Reconhecimento de William Blake só veio após a sua morte (Arte: Thomas Phillips)

No dia 12 de agosto de 1827, o poeta inglês William Blake faleceu aos 69 anos na pobreza e no anonimato. Seu velório em Bunhill Fields, na região norte de Londres, passou despercebido e só pôde ser realizado através de um empréstimo de 19 xelins. Sepultado em um túmulo sem qualquer inscrição, o corpo de Blake foi colocado sobre outros três e seguido por mais quatro falecidos.

Sua esposa, Catherine, revelou a uma amiga que durante o casamento ela não teve tanto a companhia do marido quanto gostaria. “Ele estava sempre em seu próprio paraíso”, declarou. Apesar da saúde fragilizada, Blake parecia não se preocupar tanto com a morte. “É a imaginação que deve viver para sempre”, comentou quando já estava próximo do falecimento.

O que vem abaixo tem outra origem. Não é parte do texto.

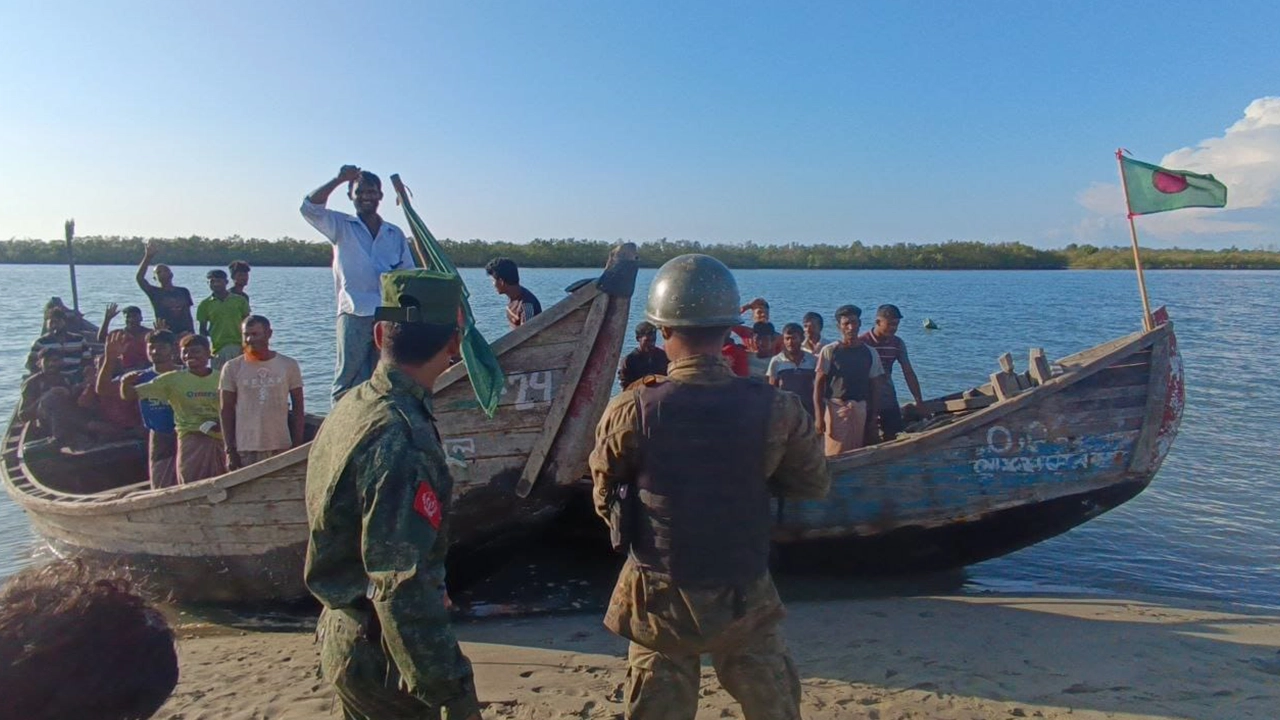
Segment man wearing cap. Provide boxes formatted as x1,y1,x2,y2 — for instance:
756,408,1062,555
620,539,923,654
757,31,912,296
196,270,250,370
302,165,413,402
590,255,831,720
303,270,480,720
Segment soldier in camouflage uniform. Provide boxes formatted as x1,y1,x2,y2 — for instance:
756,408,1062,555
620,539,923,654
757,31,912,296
590,255,831,720
306,270,480,720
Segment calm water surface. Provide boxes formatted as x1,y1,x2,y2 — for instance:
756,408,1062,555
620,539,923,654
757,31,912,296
0,265,1280,607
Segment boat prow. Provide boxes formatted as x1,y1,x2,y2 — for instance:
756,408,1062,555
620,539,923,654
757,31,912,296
774,313,1184,573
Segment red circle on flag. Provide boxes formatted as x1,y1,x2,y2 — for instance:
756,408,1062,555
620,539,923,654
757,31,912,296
1151,170,1187,195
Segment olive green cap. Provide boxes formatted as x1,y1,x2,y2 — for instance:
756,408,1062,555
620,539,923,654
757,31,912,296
374,268,462,325
645,254,741,328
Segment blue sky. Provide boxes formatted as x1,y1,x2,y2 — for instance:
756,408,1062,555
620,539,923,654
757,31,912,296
0,0,1280,247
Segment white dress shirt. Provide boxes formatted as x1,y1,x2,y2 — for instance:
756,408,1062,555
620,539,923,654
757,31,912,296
302,197,415,318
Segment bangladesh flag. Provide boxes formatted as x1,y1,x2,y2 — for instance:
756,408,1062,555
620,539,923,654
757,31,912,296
392,174,507,418
1116,152,1226,215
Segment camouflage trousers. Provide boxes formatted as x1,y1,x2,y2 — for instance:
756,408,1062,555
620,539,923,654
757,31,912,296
626,624,800,720
316,610,440,720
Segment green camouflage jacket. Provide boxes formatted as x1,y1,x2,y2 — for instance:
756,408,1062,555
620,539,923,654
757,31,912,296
305,363,479,717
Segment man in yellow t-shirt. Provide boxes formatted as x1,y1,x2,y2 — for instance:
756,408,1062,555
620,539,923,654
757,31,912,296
120,334,227,484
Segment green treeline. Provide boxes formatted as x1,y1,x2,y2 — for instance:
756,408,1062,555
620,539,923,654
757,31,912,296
0,236,1280,270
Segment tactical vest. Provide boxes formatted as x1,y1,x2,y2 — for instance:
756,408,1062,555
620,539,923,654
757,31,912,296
631,378,774,587
827,345,876,401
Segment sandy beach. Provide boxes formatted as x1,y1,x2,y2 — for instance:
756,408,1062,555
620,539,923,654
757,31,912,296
156,596,1280,720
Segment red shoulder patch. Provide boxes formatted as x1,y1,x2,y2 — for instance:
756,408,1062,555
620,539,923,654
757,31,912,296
413,480,444,530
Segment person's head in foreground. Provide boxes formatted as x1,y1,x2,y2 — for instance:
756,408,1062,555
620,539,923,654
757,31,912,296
374,269,462,387
876,305,902,337
0,560,178,720
645,254,741,361
782,323,804,355
636,320,658,352
484,258,520,296
836,305,863,343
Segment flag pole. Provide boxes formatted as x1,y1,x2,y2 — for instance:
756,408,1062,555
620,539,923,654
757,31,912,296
1116,147,1152,331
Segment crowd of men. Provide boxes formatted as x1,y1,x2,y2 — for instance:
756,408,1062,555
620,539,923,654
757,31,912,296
618,297,924,455
18,243,305,488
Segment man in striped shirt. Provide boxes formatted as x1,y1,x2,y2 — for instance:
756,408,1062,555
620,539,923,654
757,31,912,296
27,307,92,386
860,305,924,441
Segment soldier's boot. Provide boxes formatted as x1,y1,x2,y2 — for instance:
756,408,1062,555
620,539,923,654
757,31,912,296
712,625,800,720
626,643,701,720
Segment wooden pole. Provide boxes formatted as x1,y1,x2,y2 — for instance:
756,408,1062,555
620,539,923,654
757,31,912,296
63,219,79,313
1116,147,1153,331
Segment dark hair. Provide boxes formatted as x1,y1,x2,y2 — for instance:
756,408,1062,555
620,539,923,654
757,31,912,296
836,305,863,323
147,331,178,345
0,560,178,720
484,258,520,284
178,333,210,350
667,327,733,345
383,320,458,365
876,304,902,320
241,315,271,329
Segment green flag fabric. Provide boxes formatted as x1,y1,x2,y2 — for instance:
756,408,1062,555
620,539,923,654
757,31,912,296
1117,152,1226,215
392,174,507,418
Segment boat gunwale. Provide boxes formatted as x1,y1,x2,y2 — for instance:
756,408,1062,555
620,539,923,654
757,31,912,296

Nos últimos dias de vida, o poeta gastou os seus últimos xelins comprando um lápis que usou para homenagear a esposa. “Fique, Kate! Mantenha-se exatamente como você é. Por você ter sido um anjo para mim, vou desenhar o seu retrato”, declarou. Pouco antes de morrer, William Blake assumiu um semblante justo, seus olhos brilharam e ele cantou sobre as coisas que viu no céu”, escreveu um amigo.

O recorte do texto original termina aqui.